Guillermo Enrique

Personal information
- Full name: Guillermo Nicolás Enrique
- Date of birth: 24 February 2000 (age 26)
- Place of birth: Goya, Corrientes, Argentina
- Height: 1.74 m (5 ft 9 in)
- Position: Right-back

Team information
- Current team: Aldosivi
- Number: 2

Youth career
- 2016–2021: Gimnasia LP

Senior career*
- Years: Team / Apps / (Gls)
- 2021–2026: Gimnasia LP / 69 / (1)
- 2024: → Banfield (loan) / 5 / (0)
- 2025: → Alianza Lima (loan) / 19 / (1)
- 2026–: Aldosivi / 7 / (0)

= Guillermo Enrique =

Argentine footballer

Guillermo Nicolás Enrique (born 24 February 2000) is an Argentine professional footballer who plays as a right-back for Aldosivi.

==Career==
Enrique joined the Gimnasia LP youth setup in 2016 and signed his first professional contract with the club on 15 September 2021. He became a regular in the first team the following season in 2022, playing 33 league games. He scored his first and only goal for Gimnasia on 30 January 2023 in a 3–1 defeat against Vélez Sarsfield.
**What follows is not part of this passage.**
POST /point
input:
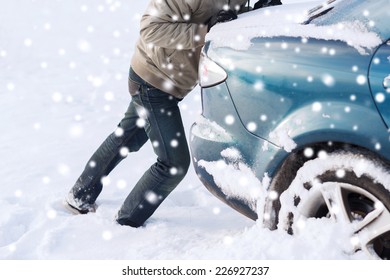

In July 2024, he was loaned to fellow Liga Profesional side Banfield for a fee of $100,000, with an option to make the loan permanent for $600,000. He left Banfield after receiving few opportunities.

Ahead of the 2025 season, he moved abroad to join Liga 1 club Alianza Lima, coached by former Gimnasia manager Néstor Gorosito, on loan for a year with an option to buy. In January, he suffered a shoulder injury that kept him out of the qualification rounds for the Copa Libertadores. On 24 August, he was the man of the match in the clásico against Universitario, which ended 0–0. After the loan ended, he returned to Gimnasia where the termination of his contract was agreed by mutual consent.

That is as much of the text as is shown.